Quality through transparency

Recycling materials so that they can be used over and over again is at the heart of a circular economy. For waste to be used again as a high-quality raw material, it is important to know where it comes from and what other materials it has encountered along the way. Sorting the waste properly ensures this transparency.

02 Apr 2025

One of the biggest challenges in recycling materials is to avoid mixing materials. Mixed waste is much harder to separate in the recycling process and risk lowering the quality of the recycled raw material.

– The most important sorting happens at the very first disposal of waste – placing waste in the right bin. Sometimes, by just moving your hand a decimetre at the sorting station, you make all the difference, says Jonas Wäneskog, Managing Director for Ragn-Sells Recyclables.

"I am passionate about sorting! It is the most efficient way to ensure the quality needed for waste to become our primary source of sustainable raw materials.”

Jonas Wäneskog, Managing Director at Ragn-Sells Recyclables

For industries dealing with raw material such as steel or other metals, the quality of raw materials is absolutely critical. If material streams originating from waste are not sufficiently transparent to prove the same level of quality, it is very challenging to compete with virgin raw materials. Especially when current pricing models fail to account for the true environmental cost of virgin materials.

– As a producer, you know exactly what quality you get from virgin raw materials. For recycled materials to be able to compete with virgin raw materials, all actors in the value chain must understand the importance of precise sorting, says Jonas.

Plastics is one example where sorting is common, but not granular enough. Plastic waste often arrive in mixed fractions which are difficult to sort, making it challenging to recycle at a sufficiently high quality. The collected plastic cannot compete with the much cheaper plastic from virgin material and becomes worthless.

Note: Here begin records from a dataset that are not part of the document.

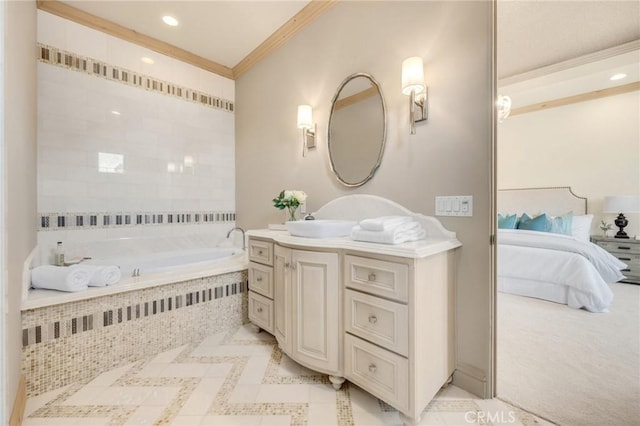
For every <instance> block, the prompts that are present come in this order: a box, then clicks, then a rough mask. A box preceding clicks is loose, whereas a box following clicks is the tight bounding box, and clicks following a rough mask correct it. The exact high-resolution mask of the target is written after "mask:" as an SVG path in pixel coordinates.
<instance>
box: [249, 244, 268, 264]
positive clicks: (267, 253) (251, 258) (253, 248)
mask: <svg viewBox="0 0 640 426" xmlns="http://www.w3.org/2000/svg"><path fill="white" fill-rule="evenodd" d="M249 260H250V261H252V262H258V263H262V264H263V265H269V266H273V243H270V242H267V241H261V240H254V239H249Z"/></svg>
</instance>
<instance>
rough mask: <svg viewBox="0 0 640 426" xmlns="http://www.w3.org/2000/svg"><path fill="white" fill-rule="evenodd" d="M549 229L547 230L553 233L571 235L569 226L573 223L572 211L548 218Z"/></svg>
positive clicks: (571, 233) (570, 229)
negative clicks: (570, 211) (548, 221)
mask: <svg viewBox="0 0 640 426" xmlns="http://www.w3.org/2000/svg"><path fill="white" fill-rule="evenodd" d="M550 222H551V229H550V230H549V232H553V233H555V234H564V235H572V232H571V226H572V223H573V212H569V213H565V214H563V215H562V216H555V217H552V218H551V219H550Z"/></svg>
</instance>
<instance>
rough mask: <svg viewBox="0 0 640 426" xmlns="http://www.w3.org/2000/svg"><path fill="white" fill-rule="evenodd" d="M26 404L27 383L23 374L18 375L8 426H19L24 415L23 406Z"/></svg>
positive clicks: (21, 423)
mask: <svg viewBox="0 0 640 426" xmlns="http://www.w3.org/2000/svg"><path fill="white" fill-rule="evenodd" d="M26 404H27V384H26V382H25V380H24V376H23V375H22V374H21V375H20V382H19V383H18V390H17V391H16V399H15V400H14V401H13V409H12V410H11V418H9V426H20V425H21V424H22V417H23V416H24V407H25V405H26Z"/></svg>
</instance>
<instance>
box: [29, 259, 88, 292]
mask: <svg viewBox="0 0 640 426" xmlns="http://www.w3.org/2000/svg"><path fill="white" fill-rule="evenodd" d="M90 279H91V273H90V272H89V271H87V270H86V269H79V268H67V267H64V266H53V265H42V266H38V267H36V268H33V269H32V270H31V286H32V287H33V288H45V289H49V290H59V291H82V290H86V289H87V286H88V285H89V280H90Z"/></svg>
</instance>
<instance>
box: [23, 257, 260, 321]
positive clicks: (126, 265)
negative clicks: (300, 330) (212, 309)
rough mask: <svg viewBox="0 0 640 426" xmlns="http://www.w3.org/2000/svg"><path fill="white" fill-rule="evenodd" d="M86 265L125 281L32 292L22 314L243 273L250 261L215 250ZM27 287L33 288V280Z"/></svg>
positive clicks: (26, 299) (110, 261)
mask: <svg viewBox="0 0 640 426" xmlns="http://www.w3.org/2000/svg"><path fill="white" fill-rule="evenodd" d="M83 263H86V264H91V265H116V266H118V267H119V268H120V270H121V271H122V279H121V280H120V282H118V283H117V284H114V285H111V286H107V287H89V289H87V290H85V291H80V292H75V293H66V292H60V291H55V290H43V289H30V290H28V291H27V292H26V293H27V294H26V297H25V298H24V299H23V301H22V310H23V311H25V310H28V309H36V308H42V307H46V306H51V305H57V304H62V303H68V302H76V301H80V300H87V299H92V298H96V297H102V296H105V295H110V294H117V293H123V292H127V291H133V290H141V289H145V288H150V287H156V286H161V285H166V284H172V283H176V282H181V281H188V280H193V279H198V278H203V277H210V276H215V275H221V274H226V273H229V272H237V271H242V270H246V269H247V266H248V258H247V254H246V252H245V251H244V250H242V249H240V248H238V247H224V248H222V247H214V248H199V249H187V250H175V251H168V252H158V253H151V254H144V255H135V256H133V255H132V256H117V257H109V258H105V259H90V260H85V261H84V262H83ZM24 284H25V285H26V286H27V288H29V287H30V278H29V276H27V282H26V283H24Z"/></svg>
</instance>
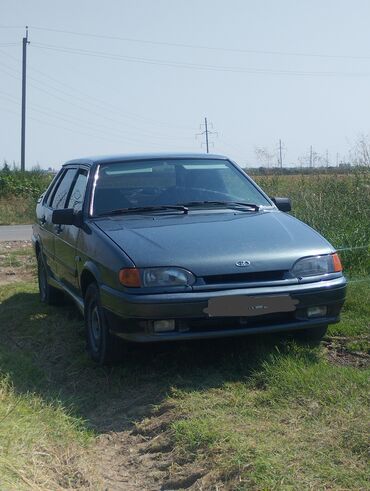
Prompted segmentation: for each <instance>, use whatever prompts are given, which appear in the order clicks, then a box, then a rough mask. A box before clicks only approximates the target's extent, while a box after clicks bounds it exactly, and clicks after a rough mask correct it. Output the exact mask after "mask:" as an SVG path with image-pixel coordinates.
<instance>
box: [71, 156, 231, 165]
mask: <svg viewBox="0 0 370 491" xmlns="http://www.w3.org/2000/svg"><path fill="white" fill-rule="evenodd" d="M157 159H202V160H207V159H222V160H227V159H228V158H227V157H225V155H217V154H211V153H134V154H117V155H99V156H93V157H85V158H80V159H73V160H69V161H68V162H66V163H65V164H63V165H69V164H85V165H93V164H107V163H115V162H117V163H118V162H120V163H122V162H125V161H127V162H130V161H133V160H157Z"/></svg>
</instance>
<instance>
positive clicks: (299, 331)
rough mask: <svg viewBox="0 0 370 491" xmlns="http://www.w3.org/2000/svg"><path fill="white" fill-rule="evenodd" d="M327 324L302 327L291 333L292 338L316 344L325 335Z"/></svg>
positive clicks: (305, 342)
mask: <svg viewBox="0 0 370 491" xmlns="http://www.w3.org/2000/svg"><path fill="white" fill-rule="evenodd" d="M327 329H328V326H320V327H312V328H310V329H302V330H301V331H295V332H294V333H293V337H294V339H296V340H297V341H299V342H301V343H305V344H311V345H318V344H320V341H321V340H322V338H323V337H324V336H325V334H326V331H327Z"/></svg>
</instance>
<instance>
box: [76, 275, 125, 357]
mask: <svg viewBox="0 0 370 491" xmlns="http://www.w3.org/2000/svg"><path fill="white" fill-rule="evenodd" d="M85 328H86V338H87V352H88V354H89V355H90V357H91V359H92V360H93V361H95V362H96V363H98V364H99V365H106V364H109V363H111V362H112V361H116V360H117V359H118V358H119V357H120V355H122V350H121V346H122V343H121V340H120V339H118V338H117V337H115V336H112V335H111V334H110V332H109V324H108V321H107V318H106V315H105V313H104V309H103V308H102V306H101V303H100V295H99V288H98V286H97V285H96V284H95V283H92V284H90V285H89V286H88V288H87V290H86V294H85Z"/></svg>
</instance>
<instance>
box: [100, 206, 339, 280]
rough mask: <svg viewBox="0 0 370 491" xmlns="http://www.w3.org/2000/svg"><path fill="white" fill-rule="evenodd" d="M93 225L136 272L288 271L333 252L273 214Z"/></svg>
mask: <svg viewBox="0 0 370 491" xmlns="http://www.w3.org/2000/svg"><path fill="white" fill-rule="evenodd" d="M95 224H96V225H97V226H98V227H99V228H100V229H101V230H102V231H103V232H104V233H105V234H106V235H108V237H110V238H111V239H112V240H113V241H114V242H115V243H116V244H117V245H118V246H119V247H120V248H121V249H122V250H123V251H124V252H125V253H126V254H127V255H128V256H129V257H130V258H131V260H132V261H133V263H134V264H135V265H136V266H137V267H139V268H143V267H153V266H179V267H183V268H186V269H188V270H190V271H192V272H193V273H194V274H195V275H197V276H204V275H212V274H231V273H242V272H253V271H267V270H269V271H274V270H288V269H290V268H291V267H292V265H293V264H294V262H295V261H296V260H297V259H299V258H301V257H304V256H310V255H318V254H327V253H330V252H333V251H334V249H333V247H332V246H331V245H330V244H329V243H328V242H327V241H326V240H325V239H324V238H323V237H322V236H321V235H320V234H318V233H317V232H316V231H314V230H313V229H311V228H310V227H309V226H308V225H306V224H304V223H302V222H300V221H299V220H297V219H296V218H294V217H292V216H290V215H287V214H285V213H282V212H279V211H275V210H274V211H261V212H257V213H253V212H239V211H230V212H229V211H218V210H217V211H211V212H209V213H208V212H198V211H190V213H189V214H178V213H176V212H175V213H170V214H150V215H146V214H145V215H144V214H137V215H127V214H125V215H120V216H116V217H109V218H104V219H101V218H100V219H96V220H95ZM238 261H249V262H250V264H249V265H248V266H246V267H238V266H237V265H236V263H237V262H238Z"/></svg>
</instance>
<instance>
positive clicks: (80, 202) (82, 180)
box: [67, 170, 87, 211]
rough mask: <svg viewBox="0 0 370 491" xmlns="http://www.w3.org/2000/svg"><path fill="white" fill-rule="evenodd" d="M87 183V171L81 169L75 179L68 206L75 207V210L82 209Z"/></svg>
mask: <svg viewBox="0 0 370 491" xmlns="http://www.w3.org/2000/svg"><path fill="white" fill-rule="evenodd" d="M86 185H87V171H86V170H80V171H79V172H78V175H77V177H76V179H75V182H74V185H73V188H72V191H71V195H70V197H69V199H68V204H67V208H73V209H74V210H75V211H80V210H82V205H83V201H84V197H85V191H86Z"/></svg>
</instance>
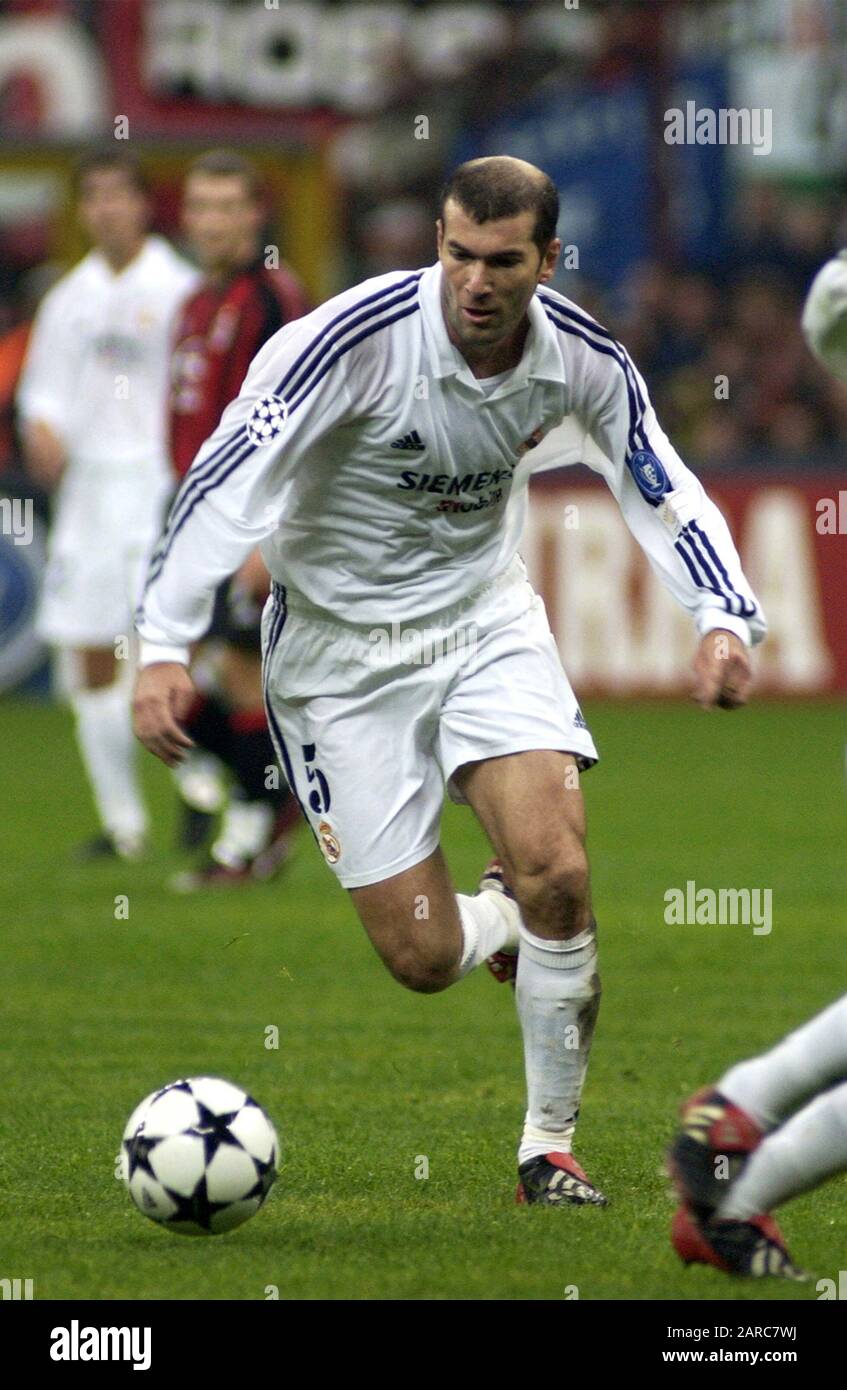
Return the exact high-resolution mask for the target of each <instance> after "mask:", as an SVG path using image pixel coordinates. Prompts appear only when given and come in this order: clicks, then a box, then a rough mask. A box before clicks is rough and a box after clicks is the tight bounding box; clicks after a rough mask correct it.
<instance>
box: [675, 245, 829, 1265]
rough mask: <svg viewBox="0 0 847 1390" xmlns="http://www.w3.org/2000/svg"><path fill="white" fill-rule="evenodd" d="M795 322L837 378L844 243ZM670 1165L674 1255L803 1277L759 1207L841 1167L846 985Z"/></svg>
mask: <svg viewBox="0 0 847 1390" xmlns="http://www.w3.org/2000/svg"><path fill="white" fill-rule="evenodd" d="M802 331H804V334H805V341H807V343H808V346H809V349H811V352H812V353H814V354H815V357H816V359H818V361H819V363H821V364H822V366H823V367H826V368H828V370H829V371H832V373H833V375H834V377H839V378H840V379H841V381H847V250H843V252H840V253H839V256H834V257H833V259H832V260H829V261H826V264H825V265H822V267H821V270H819V271H818V274H816V275H815V279H814V281H812V285H811V288H809V292H808V295H807V300H805V304H804V309H802ZM669 1166H670V1172H672V1175H673V1177H675V1180H676V1186H677V1188H679V1193H680V1197H681V1198H683V1205H681V1207H680V1208H679V1211H677V1212H676V1215H675V1218H673V1225H672V1243H673V1247H675V1250H676V1251H677V1254H679V1255H680V1258H681V1259H684V1261H686V1262H687V1264H695V1262H698V1264H707V1265H716V1266H718V1268H719V1269H723V1270H726V1272H727V1273H737V1275H751V1276H752V1277H764V1276H766V1275H776V1276H777V1277H782V1279H797V1277H801V1276H800V1273H798V1270H797V1268H796V1266H794V1264H793V1262H791V1258H790V1255H789V1252H787V1250H786V1243H784V1238H783V1236H782V1232H780V1230H779V1227H777V1226H776V1223H775V1220H773V1218H772V1216H769V1215H768V1213H769V1212H772V1211H773V1209H775V1208H776V1207H780V1205H782V1204H783V1202H787V1201H789V1200H790V1198H791V1197H797V1195H798V1194H800V1193H807V1191H809V1188H812V1187H818V1186H819V1184H821V1183H823V1181H826V1179H828V1177H833V1176H834V1175H836V1173H843V1172H847V995H843V997H841V998H840V999H836V1002H834V1004H830V1006H829V1008H828V1009H823V1011H822V1013H818V1015H815V1017H814V1019H809V1022H808V1023H805V1024H802V1027H800V1029H796V1030H794V1033H790V1034H789V1037H786V1038H783V1040H782V1042H777V1045H776V1047H775V1048H772V1049H771V1051H769V1052H765V1054H762V1056H754V1058H750V1059H748V1061H745V1062H739V1063H737V1065H736V1066H732V1068H730V1069H729V1072H726V1074H725V1076H723V1077H722V1079H720V1080H719V1081H718V1084H716V1086H715V1087H707V1088H705V1090H704V1091H700V1093H698V1094H697V1095H694V1097H691V1099H688V1101H687V1102H686V1104H684V1105H683V1113H681V1126H680V1131H679V1134H677V1136H676V1140H675V1141H673V1145H672V1148H670V1154H669Z"/></svg>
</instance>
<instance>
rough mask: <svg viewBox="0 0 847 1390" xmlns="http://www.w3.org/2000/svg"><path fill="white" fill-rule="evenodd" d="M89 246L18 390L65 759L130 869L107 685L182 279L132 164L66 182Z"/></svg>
mask: <svg viewBox="0 0 847 1390" xmlns="http://www.w3.org/2000/svg"><path fill="white" fill-rule="evenodd" d="M76 188H78V196H79V217H81V221H82V224H83V227H85V231H86V234H88V236H89V238H90V240H92V242H93V249H92V250H90V252H89V253H88V256H85V257H83V259H82V260H81V261H79V263H78V264H76V265H75V267H74V270H71V271H70V272H68V274H67V275H64V277H63V278H61V279H60V281H58V284H57V285H54V286H53V289H51V291H50V292H49V293H47V295H46V296H45V299H43V302H42V304H40V307H39V311H38V314H36V318H35V325H33V329H32V338H31V342H29V349H28V354H26V360H25V363H24V370H22V377H21V384H19V388H18V400H17V403H18V411H19V417H21V423H22V439H24V449H25V455H26V461H28V466H29V470H31V473H32V475H33V477H35V478H36V481H39V482H40V484H42V485H43V486H45V488H49V489H53V488H56V498H54V506H53V524H51V530H50V539H49V549H47V567H46V573H45V582H43V592H42V599H40V609H39V616H38V626H39V630H40V634H42V637H43V638H45V639H46V641H47V642H50V644H53V645H54V646H56V648H60V649H61V651H63V653H64V664H65V673H67V674H68V677H70V685H71V703H72V708H74V714H75V723H76V737H78V742H79V749H81V753H82V759H83V763H85V767H86V773H88V777H89V783H90V785H92V791H93V796H95V802H96V808H97V813H99V819H100V824H102V828H103V834H102V835H100V837H97V840H95V841H93V842H92V845H90V847H88V851H89V852H90V853H118V855H121V856H125V858H134V856H136V855H138V853H139V852H140V851H142V848H143V840H145V831H146V813H145V806H143V802H142V796H140V791H139V785H138V780H136V773H135V752H136V745H135V742H134V738H132V726H131V716H129V682H128V681H127V680H121V678H120V674H118V673H120V671H121V673H125V671H127V669H128V663H127V662H122V663H120V662H118V660H117V659H115V657H117V656H127V655H129V646H127V648H125V649H124V648H122V646H120V645H118V644H120V641H121V638H122V641H124V644H129V642H131V639H134V628H132V619H134V612H135V606H136V602H138V598H139V594H140V587H142V582H143V574H145V567H146V563H147V562H149V557H150V550H152V549H153V545H154V542H156V538H157V535H159V531H160V528H161V521H163V513H164V507H166V503H167V498H168V493H170V491H171V489H172V482H171V473H170V467H168V460H167V449H166V398H167V385H168V370H170V357H171V342H170V338H171V329H172V322H174V314H175V310H177V307H178V306H179V303H181V302H182V300H184V299H185V296H186V293H188V292H189V289H191V288H192V286H193V284H195V282H196V278H197V275H196V271H195V270H193V268H192V267H191V265H189V264H188V261H185V260H182V259H181V257H179V256H177V253H175V252H174V250H172V247H171V246H170V245H168V242H166V240H164V239H163V238H161V236H150V235H147V231H146V227H147V221H149V211H150V210H149V202H147V195H146V189H145V183H143V179H142V175H140V171H139V168H138V165H136V164H135V161H134V160H132V158H131V157H129V156H127V154H120V153H106V154H92V156H89V157H88V158H86V160H83V161H82V164H81V165H79V170H78V174H76Z"/></svg>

– Ideally, I would like for the people recycling their plastic packaging from last night’s dinner, to think of it as the packaging that will be wrapped around their dinner next week. Perhaps that could trigger the necessary behavioural changes, says Jonas.

The solution to challenges like this lies in understanding the entire value chain – from product design to recycling. Working with both upstream and downstream customers makes Ragn-Sells uniquely positioned to influence transparent flows of high-quality recycled material.

– Continuously improving our sorting routines means that we can trace materials much better. This means that we can guarantee our upstream customers that the waste they hand over to us is recycled correctly, and our downstream customers a quality level in recycled raw materials that increasingly can replace virgin materials in new production, says Jonas Wäneskog.